How Your Iris and Your Pupil Impact Your Vision
The iris is the colored part of the eye and the pupil is a hole in the center of the iris. The iris controls the amount of light that passes through the pupil into the eye. In dim light, the iris contracts, dilating the pupil so that more light can get in. When it is bright, the iris constricts the pupil to minimize the amount of light passing through to the retina. Lighting is not the only factor that can cause the pupils to dilate or constrict. Strong emotions, certain drugs, injuries and medical conditions can affect pupil size.
Iris Color and Genetics
The iris is the main point of interest when we look at faces, but you may not know how much information is contained in it.
The color of your iris is controlled by your genes. It is not as simple as inheriting a parent’s eye color. We still do not know how many genes are involved. The color is created by the pigment melanin. People with no pigment have light blue eyes. The most common eye color is brown. While there are many superstitions and silly ideas about the meaning of your eye color, it can give you some real clues to health conditions for which you may have a predisposition.
As we learn more about the genes tied to eye color, we learn more about what eye color reveals about your genetic makeup. The most well-known example is the myth that all-white cats with blue eyes are always deaf. In reality, about 65% to 85% of these cats are hearing-impaired because the gene that causes the all-white coat can also cause blue eyes and can also cause congenital deafness. We do not yet know why it is more likely to cause deafness when it causes blue eyes.

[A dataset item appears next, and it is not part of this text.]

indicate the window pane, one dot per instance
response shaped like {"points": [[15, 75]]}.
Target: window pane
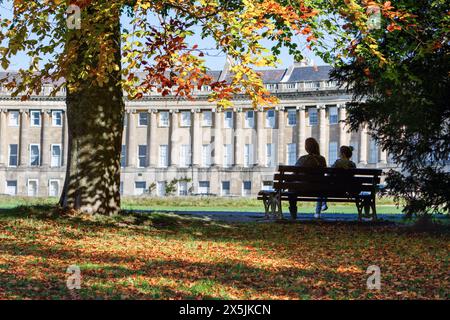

Iris to Replace Fingerprints
Your irises are even more unique than your fingerprints. In the near future, iris scans may replace fingerprints as a means of identification. It is believed that the iris scan will be more reliable because there are more points to verify in the iris than a fingerprint, and fingerprints can get worn down over time from manual labor or working with chemicals.
If you have ever been pulled over and had the unpleasant experience of having a flashlight in the eyes, you may have thought it was just unnecessary rudeness. It is actually a tactic police use to quickly assess whether a person may be intoxicated. Likewise, EMTs will check pupil reaction in their initial assessment of patients. Pupil reaction can tell a trained medical professional a lot about your condition. They will check the reaction of each pupil, and do a swinging test to see if both pupils react the same. Pupil testing is also an important part of a comprehensive neurological exam.